American civil rights leader (1921–1996)

Vernon Lane Odom, Sr. (9 June 1921 – 22 May 1996) was an American civil rights leader. He was born in Biscoe, Arkansas to Dr. Elijah and Ada Odom. His father was born into slavery in 1859 and later became a physician, his mother was a teacher and raised the children on her own after Elijah Odom's death in 1924. In 1949, Odom graduated from Morehouse College in Atlanta, Georgia. Thereafter he earned a master's degree in social work from Clark Atlanta University.

Odom was recognized for his 43 years of work for civil rights causes in Akron, Ohio, as well as his positions as the executive director of the Akron Community Service Center and the Akron chapter of the Urban League. Today, he is remembered by the Vern Odom Allotment, a suburban-style housing development located off Vernon Odom Boulevard.
Vernon Odom Boulevard, formerly Wooster Avenue (a main thoroughfare through one of Akron's predominantly African-American neighborhoods), was renamed in his honor in 2002. After this was passed, many local signs were renamed to read "V Odom Boulevard", reaping much public conversation and amusement.
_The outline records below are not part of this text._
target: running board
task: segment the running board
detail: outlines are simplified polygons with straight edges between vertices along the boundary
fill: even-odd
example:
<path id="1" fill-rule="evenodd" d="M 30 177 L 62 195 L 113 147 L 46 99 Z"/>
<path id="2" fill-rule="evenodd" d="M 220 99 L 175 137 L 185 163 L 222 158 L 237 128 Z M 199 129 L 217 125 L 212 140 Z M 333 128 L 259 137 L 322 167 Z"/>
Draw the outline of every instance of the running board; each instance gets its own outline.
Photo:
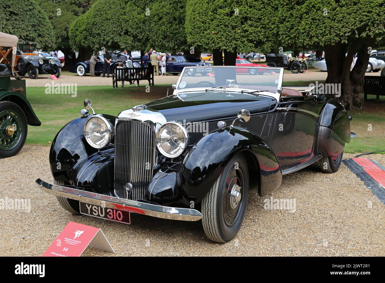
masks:
<path id="1" fill-rule="evenodd" d="M 282 175 L 286 175 L 286 174 L 288 174 L 289 173 L 293 173 L 293 172 L 295 172 L 296 171 L 298 171 L 299 170 L 300 170 L 303 168 L 309 166 L 311 164 L 314 163 L 315 162 L 318 161 L 322 158 L 322 157 L 320 155 L 315 155 L 306 162 L 304 162 L 301 164 L 299 164 L 296 166 L 295 166 L 294 167 L 282 170 Z"/>

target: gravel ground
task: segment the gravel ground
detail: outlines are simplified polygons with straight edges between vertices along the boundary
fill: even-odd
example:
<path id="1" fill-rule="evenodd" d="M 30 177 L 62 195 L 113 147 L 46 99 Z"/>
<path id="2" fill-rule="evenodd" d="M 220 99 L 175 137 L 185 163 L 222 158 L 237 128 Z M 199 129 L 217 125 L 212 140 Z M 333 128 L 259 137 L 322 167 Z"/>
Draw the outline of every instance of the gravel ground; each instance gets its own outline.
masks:
<path id="1" fill-rule="evenodd" d="M 68 74 L 71 74 L 70 75 Z M 380 75 L 379 72 L 373 73 L 373 72 L 368 74 L 365 74 L 365 75 Z M 324 72 L 320 72 L 318 70 L 313 69 L 309 73 L 303 73 L 302 74 L 292 74 L 291 73 L 285 73 L 283 75 L 283 80 L 285 82 L 290 82 L 298 80 L 314 80 L 315 81 L 323 81 L 326 79 L 328 73 Z M 44 87 L 45 84 L 51 84 L 53 81 L 48 75 L 42 75 L 39 76 L 37 79 L 32 80 L 27 76 L 25 79 L 26 84 L 27 87 Z M 154 84 L 175 84 L 178 80 L 179 76 L 174 76 L 172 75 L 167 75 L 166 76 L 155 76 L 154 77 Z M 78 86 L 84 85 L 112 85 L 112 79 L 110 77 L 107 77 L 103 78 L 100 77 L 91 77 L 87 75 L 85 77 L 80 77 L 68 72 L 62 74 L 59 79 L 55 81 L 55 83 L 62 84 L 77 84 Z M 141 84 L 146 85 L 147 81 L 145 80 L 140 81 Z M 120 85 L 120 84 L 119 84 Z"/>
<path id="2" fill-rule="evenodd" d="M 222 244 L 206 238 L 201 221 L 131 214 L 126 225 L 71 214 L 35 183 L 52 180 L 49 151 L 26 145 L 0 160 L 0 198 L 31 199 L 30 213 L 0 210 L 0 256 L 41 255 L 70 221 L 101 228 L 116 252 L 89 248 L 85 256 L 385 256 L 385 206 L 343 164 L 334 174 L 312 167 L 284 176 L 267 198 L 295 199 L 293 213 L 264 209 L 266 198 L 252 190 L 239 233 Z M 385 155 L 368 157 L 385 166 Z"/>

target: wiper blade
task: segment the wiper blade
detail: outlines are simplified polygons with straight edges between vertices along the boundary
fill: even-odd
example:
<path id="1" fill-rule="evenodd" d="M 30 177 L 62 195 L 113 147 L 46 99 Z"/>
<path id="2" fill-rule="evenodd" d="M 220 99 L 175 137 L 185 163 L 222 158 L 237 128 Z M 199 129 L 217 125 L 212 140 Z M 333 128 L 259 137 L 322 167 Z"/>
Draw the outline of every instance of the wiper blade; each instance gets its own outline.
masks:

From Bob Dyer's column "Dyer Streets" in the Akron Beacon Journal:

"Victory for Vern"
We have lost our Vodom.
Unlike losing your mojo, losing your Vodom is a good thing.
For those of you just joining us, Akron City Council voted in 2002 to rename Wooster Avenue to honor a legendary local civil rights leader named Vernon Odom.
But the bill's sponsor, Marco Sommerville — operating on the assumption that everyone who worked for the city was familiar with the man — scrawled out a quick Post-It Note to the street department requesting signs for the new V Odom Boulevard.
The street department took him literally and created V Odom street signs, then passed along his request, verbatim, to the Ohio Department of Transportation, which is responsible for the big signs on the interstates.
Thus, we were Vodomized.
The word Vodom entered the local lexicon, turning the honor into a joke.
Fortunately, Odom's first name wasn't Sam, Stu or Stan. But still — this certainly wasn't what his friends and colleagues had in mind.
Now, finally, freeway drivers have been fully introduced to Vernon Odom.
Unfortunately, a few signs here and there have retained their Vodomism — including one marking the boulevard's exit off of another boulevard named for one of Odom's college classmates — Martin Luther King Jr.
But perhaps in another six years we can fix those, too.
— Bob Dyer, Akron Beacon Journal

Odom was married to Sadie Harvey Odom. They had two children, Philadelphia journalist Vernon Odom and Maida C. Odom, who is a professor for journalism at Temple University, Philadelphia.